Essay / Education

Torrey Christmas Card, Interpreted

torrey christmas card all

This year for our Christmas card, the faculty and staff of the Torrey Honors Institute chose a winter theme. This sent us all to our closets and garages to find coats, scarves, and hats that don’t get much use here in Southern California. One of our art students, Katya Austin, gave us some instructions and took some pictures. Then we waited to see how they would come out. When my family got the card in the mail we were quite impressed.

What impressed my wife is that Torrey had chosen to fly us all to her childhood home in Pokhara, Nepal, where her family was stationed for their missions work. She immediately recognized Machapuchare and several other peaks in the Annapurna range of the Himalayas.

What impressed my teenaged sons is that the camera caught Jamie Campbell (front row, far left) in the act of snowbending. Actually, it’s not clear from the picture whether she’s a snowbender like the Avatar or has the power to conjure up storms like Storm from the X-men or Elsa from Frozen.

What impressed me as I pondered the picture is that we seem to have been (providentially?) arranged into groups that represent the three classes of the ideal city that Socrates and his friends create in Plato’s Republic.

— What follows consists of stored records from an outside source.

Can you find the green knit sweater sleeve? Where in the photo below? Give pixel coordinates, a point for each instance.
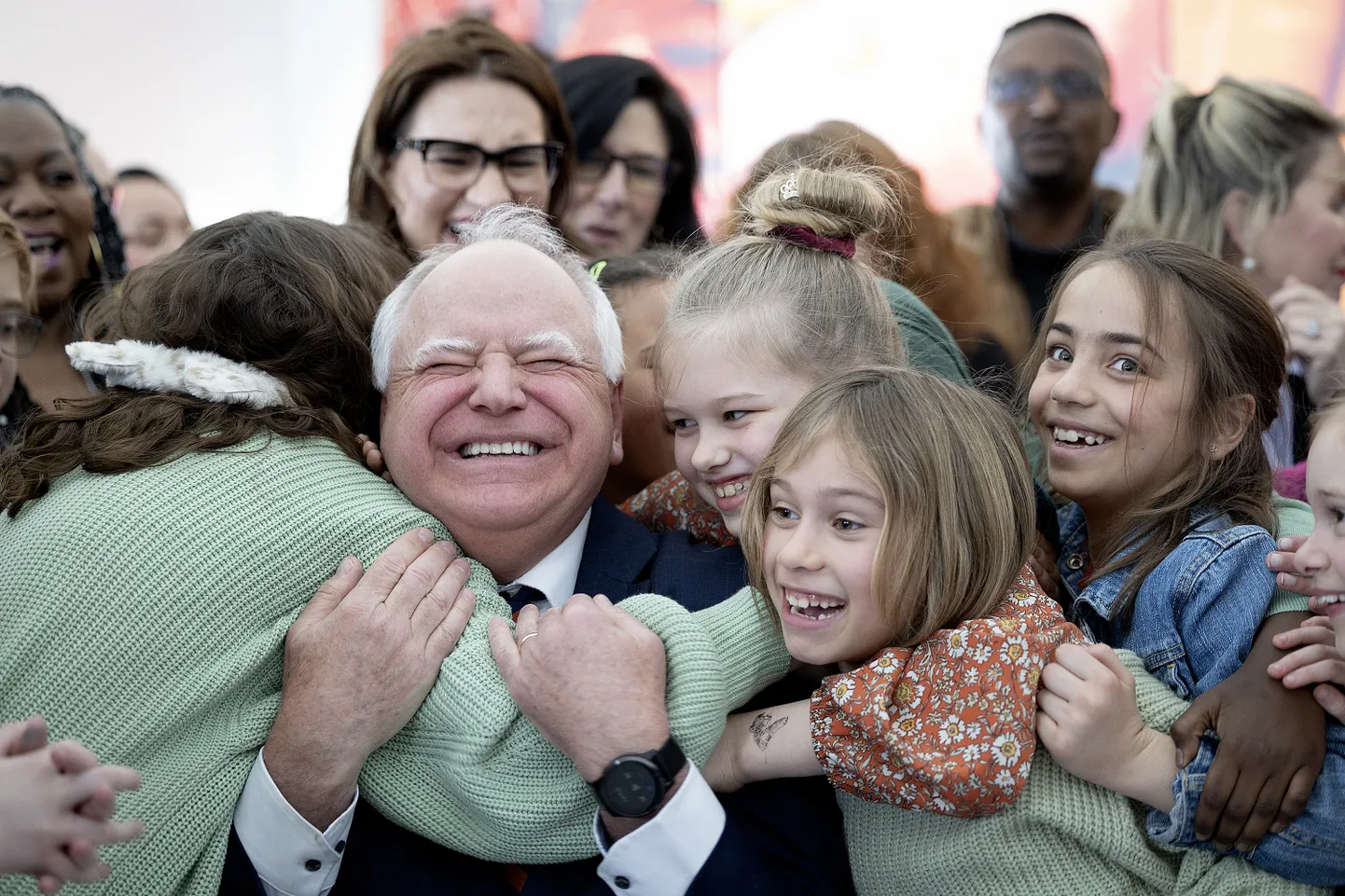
(472, 774)
(1292, 518)
(928, 343)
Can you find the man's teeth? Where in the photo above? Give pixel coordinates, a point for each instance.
(1075, 436)
(732, 489)
(499, 448)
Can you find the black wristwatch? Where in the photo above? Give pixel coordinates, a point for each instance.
(633, 786)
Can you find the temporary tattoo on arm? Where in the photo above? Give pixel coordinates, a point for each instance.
(764, 726)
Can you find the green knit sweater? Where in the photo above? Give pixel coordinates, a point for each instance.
(1062, 835)
(145, 613)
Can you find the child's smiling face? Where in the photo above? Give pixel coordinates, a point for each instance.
(1111, 401)
(1324, 552)
(821, 538)
(725, 409)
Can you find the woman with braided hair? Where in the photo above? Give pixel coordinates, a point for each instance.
(48, 188)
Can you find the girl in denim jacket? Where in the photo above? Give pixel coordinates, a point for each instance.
(1157, 370)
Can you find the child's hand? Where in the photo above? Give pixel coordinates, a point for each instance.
(1262, 775)
(1088, 717)
(55, 804)
(373, 456)
(1286, 565)
(1318, 659)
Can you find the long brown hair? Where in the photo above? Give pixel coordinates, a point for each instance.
(1238, 349)
(469, 46)
(951, 470)
(292, 296)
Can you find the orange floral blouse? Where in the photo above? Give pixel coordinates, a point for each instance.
(669, 504)
(947, 726)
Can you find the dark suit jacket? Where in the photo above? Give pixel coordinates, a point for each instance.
(781, 837)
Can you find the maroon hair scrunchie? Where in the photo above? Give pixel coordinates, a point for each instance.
(809, 239)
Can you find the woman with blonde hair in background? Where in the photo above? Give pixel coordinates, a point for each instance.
(1254, 173)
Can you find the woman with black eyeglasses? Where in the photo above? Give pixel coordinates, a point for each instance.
(463, 118)
(636, 164)
(19, 325)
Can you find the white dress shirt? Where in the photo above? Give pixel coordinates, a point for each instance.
(660, 859)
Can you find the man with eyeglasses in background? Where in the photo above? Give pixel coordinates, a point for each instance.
(1048, 117)
(19, 327)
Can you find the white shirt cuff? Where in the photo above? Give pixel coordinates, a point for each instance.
(665, 854)
(291, 856)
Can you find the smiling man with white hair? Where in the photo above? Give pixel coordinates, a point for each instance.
(499, 361)
(501, 369)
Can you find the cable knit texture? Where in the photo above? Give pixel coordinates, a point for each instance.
(1062, 835)
(146, 613)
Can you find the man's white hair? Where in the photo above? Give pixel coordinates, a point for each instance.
(513, 224)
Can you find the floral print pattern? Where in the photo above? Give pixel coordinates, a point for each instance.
(946, 726)
(669, 504)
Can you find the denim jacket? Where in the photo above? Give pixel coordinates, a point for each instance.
(1195, 616)
(1193, 623)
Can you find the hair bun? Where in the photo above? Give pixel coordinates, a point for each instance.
(843, 202)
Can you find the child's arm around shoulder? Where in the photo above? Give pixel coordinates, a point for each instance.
(1091, 724)
(946, 725)
(1220, 601)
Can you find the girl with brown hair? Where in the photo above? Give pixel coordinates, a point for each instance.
(462, 120)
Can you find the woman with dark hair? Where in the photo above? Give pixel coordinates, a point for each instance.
(151, 214)
(465, 118)
(49, 190)
(624, 111)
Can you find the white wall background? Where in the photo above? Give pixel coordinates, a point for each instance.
(245, 103)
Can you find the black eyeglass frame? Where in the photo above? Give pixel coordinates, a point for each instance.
(553, 148)
(21, 316)
(672, 167)
(1055, 79)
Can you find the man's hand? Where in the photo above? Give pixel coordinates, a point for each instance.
(358, 662)
(55, 804)
(1089, 723)
(1263, 774)
(589, 676)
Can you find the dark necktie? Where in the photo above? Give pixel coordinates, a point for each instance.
(520, 596)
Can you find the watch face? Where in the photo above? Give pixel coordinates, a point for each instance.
(630, 789)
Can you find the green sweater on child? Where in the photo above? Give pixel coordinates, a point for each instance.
(145, 613)
(1062, 835)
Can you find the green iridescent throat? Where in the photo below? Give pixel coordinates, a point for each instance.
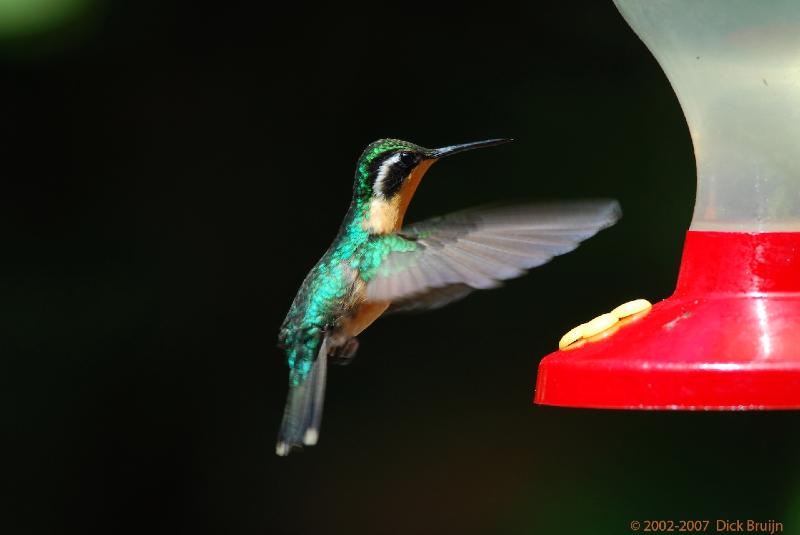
(355, 252)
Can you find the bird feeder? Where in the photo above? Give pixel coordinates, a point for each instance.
(729, 336)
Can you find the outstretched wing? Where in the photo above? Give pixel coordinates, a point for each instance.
(448, 257)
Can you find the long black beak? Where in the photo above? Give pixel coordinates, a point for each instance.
(455, 149)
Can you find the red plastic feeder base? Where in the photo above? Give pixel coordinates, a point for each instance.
(728, 338)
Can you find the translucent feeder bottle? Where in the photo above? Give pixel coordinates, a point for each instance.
(729, 337)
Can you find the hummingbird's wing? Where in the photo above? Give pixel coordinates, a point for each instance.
(445, 258)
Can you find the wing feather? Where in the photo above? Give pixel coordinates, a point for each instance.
(479, 248)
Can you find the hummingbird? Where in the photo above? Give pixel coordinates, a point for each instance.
(377, 265)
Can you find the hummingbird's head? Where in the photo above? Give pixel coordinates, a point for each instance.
(388, 173)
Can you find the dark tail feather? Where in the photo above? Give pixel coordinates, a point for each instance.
(303, 413)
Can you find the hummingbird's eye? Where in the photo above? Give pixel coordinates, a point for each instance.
(408, 159)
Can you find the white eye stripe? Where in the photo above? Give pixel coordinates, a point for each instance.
(383, 171)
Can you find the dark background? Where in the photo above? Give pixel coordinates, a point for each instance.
(172, 170)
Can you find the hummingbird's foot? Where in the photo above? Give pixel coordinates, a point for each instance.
(343, 355)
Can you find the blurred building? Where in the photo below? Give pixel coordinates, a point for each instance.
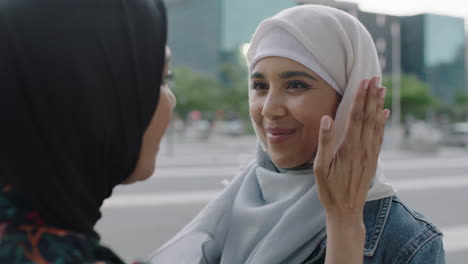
(205, 34)
(434, 50)
(433, 47)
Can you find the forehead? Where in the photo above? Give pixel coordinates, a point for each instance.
(275, 65)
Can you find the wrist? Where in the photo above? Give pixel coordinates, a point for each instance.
(346, 223)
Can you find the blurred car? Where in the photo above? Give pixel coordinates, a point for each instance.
(458, 135)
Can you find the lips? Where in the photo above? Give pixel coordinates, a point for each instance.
(279, 135)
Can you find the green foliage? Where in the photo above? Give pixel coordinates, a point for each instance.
(416, 99)
(195, 91)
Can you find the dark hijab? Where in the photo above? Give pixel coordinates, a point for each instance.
(79, 84)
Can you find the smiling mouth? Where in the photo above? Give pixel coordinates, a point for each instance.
(277, 136)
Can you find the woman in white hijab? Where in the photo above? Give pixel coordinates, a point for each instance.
(317, 108)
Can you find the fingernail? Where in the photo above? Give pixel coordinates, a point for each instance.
(366, 84)
(383, 93)
(387, 113)
(326, 123)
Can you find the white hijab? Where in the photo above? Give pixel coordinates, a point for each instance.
(272, 215)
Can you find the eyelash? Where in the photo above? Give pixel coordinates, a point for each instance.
(303, 84)
(289, 85)
(254, 86)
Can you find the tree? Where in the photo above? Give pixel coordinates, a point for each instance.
(416, 99)
(195, 91)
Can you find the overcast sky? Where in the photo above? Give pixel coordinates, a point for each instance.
(458, 8)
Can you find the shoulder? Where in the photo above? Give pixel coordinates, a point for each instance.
(43, 244)
(395, 230)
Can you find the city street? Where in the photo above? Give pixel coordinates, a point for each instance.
(141, 217)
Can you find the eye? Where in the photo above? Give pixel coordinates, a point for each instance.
(168, 79)
(259, 86)
(297, 85)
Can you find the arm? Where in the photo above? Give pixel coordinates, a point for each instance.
(343, 177)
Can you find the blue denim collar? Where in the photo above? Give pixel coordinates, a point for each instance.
(375, 218)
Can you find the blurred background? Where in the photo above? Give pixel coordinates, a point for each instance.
(422, 47)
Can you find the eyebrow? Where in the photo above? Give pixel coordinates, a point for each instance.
(289, 74)
(257, 75)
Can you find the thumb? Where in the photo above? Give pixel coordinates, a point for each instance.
(324, 155)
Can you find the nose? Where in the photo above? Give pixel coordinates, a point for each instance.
(274, 105)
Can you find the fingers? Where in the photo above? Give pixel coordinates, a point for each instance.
(323, 160)
(354, 121)
(325, 149)
(370, 114)
(379, 130)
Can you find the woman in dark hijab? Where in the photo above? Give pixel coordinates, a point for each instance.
(80, 82)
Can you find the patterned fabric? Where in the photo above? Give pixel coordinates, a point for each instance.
(26, 239)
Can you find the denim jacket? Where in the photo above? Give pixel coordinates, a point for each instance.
(395, 234)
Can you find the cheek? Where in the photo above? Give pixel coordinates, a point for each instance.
(255, 109)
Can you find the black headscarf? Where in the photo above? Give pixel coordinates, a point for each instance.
(79, 84)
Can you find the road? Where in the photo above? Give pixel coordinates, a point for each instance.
(141, 217)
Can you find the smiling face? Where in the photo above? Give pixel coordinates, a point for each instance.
(287, 101)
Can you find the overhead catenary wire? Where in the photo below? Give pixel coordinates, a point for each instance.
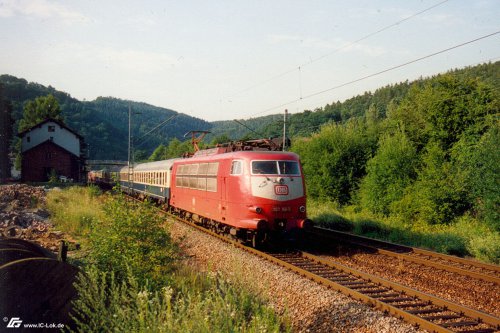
(376, 73)
(301, 66)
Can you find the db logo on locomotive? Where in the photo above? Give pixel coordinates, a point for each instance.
(281, 190)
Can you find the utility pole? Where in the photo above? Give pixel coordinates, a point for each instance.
(129, 142)
(284, 129)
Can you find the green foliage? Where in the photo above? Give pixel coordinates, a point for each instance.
(223, 138)
(439, 195)
(334, 160)
(486, 247)
(74, 209)
(389, 172)
(38, 110)
(174, 149)
(53, 176)
(127, 236)
(481, 164)
(203, 305)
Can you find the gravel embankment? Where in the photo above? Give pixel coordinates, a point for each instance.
(464, 290)
(309, 306)
(22, 216)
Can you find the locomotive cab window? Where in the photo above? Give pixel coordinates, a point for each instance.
(275, 168)
(236, 168)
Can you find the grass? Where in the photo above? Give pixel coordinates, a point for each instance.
(73, 209)
(135, 280)
(465, 237)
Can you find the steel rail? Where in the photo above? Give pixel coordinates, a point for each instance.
(351, 283)
(408, 253)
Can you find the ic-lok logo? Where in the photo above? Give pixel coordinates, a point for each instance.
(281, 189)
(14, 322)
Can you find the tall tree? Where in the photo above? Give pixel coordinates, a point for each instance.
(38, 110)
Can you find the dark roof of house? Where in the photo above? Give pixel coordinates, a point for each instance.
(60, 123)
(48, 142)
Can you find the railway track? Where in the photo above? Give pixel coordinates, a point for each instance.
(426, 311)
(474, 269)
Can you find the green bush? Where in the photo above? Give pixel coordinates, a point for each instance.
(486, 247)
(204, 304)
(389, 172)
(132, 236)
(334, 161)
(74, 209)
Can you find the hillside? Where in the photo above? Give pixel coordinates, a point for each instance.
(104, 122)
(308, 122)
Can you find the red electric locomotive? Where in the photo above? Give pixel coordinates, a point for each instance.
(252, 195)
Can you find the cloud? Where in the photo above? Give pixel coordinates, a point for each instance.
(119, 60)
(42, 9)
(335, 45)
(310, 42)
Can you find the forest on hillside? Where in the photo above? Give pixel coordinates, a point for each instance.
(430, 158)
(422, 153)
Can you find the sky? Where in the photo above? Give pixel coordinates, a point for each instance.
(241, 59)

The group on the right building the snowman appears to represent the class of the craftsmen, or producers.

thi xmas right

The group on the left having a snowball fight represents the warriors, or “(auxiliary) guardians.”

thi xmas left

The group in the middle with their faces turned up to the falling snow seems to be the rulers, who are “philosopher kings” gazing on the form of the Good.

thi xmas center

This leaves the question of what Greg Peters is representing by making a snow angel.

thi xmas form of justice

To answer this question you have to know a little more about the city in the Republic. Socrates and friends came up with this city in a quest to define “justice.” After describing the three classes in the city, Socrates notes that three of the cardinal virtues—temperance, courage, and prudence–have special reference to the three classes—artisans, warriors, and rulers respectively. This leaves the question “Where’s the fourth?” Justice, he says, applies to each of the classes and is defined as that class keeping to its own business rather than doing the work of the other classes. I take it then that Greg represents Justice, binding all three groups of the city together in perfect harmony.

There are a few examples of injustice in our picture: Paul Spears, the director of Torrey, should clearly be in the middle group of rulers (not behind the snowman), and Fred Sanders, who is supposed to be helping the artisans with the snowman, appears to be taking the part of guardian, wielding his carrot as weapon.

Further reflection reveals that the snowman is an essential part of our Platonic tableau. It clearly represents the tri-partite soul described in the Republic. After finding justice in the imaginary city, Socrates turns to finding justice in an individual’s soul. The three classes of the city correspond to three parts of the soul: the rational (here represented by the snowman’s head), the spirited (the snowman’s chest), and the appetitive (the large foundational snowball). The snowman’s smiling face and crown of leaves show that this is the image of a well-ordered, or just, soul.

That’s the Platonic interpretation of the Christmas card but perhaps it has a fuller Christian meaning. In the midst of the busy toil and daily strife, the Christmas season (like the middle group) invites us to pause, look up, and listen. As we hear the good news of the angels, we can imitate the angels on earth (like Greg Peters) and spread the joyous news: “A savior has been born, and he is Christ the Lord.”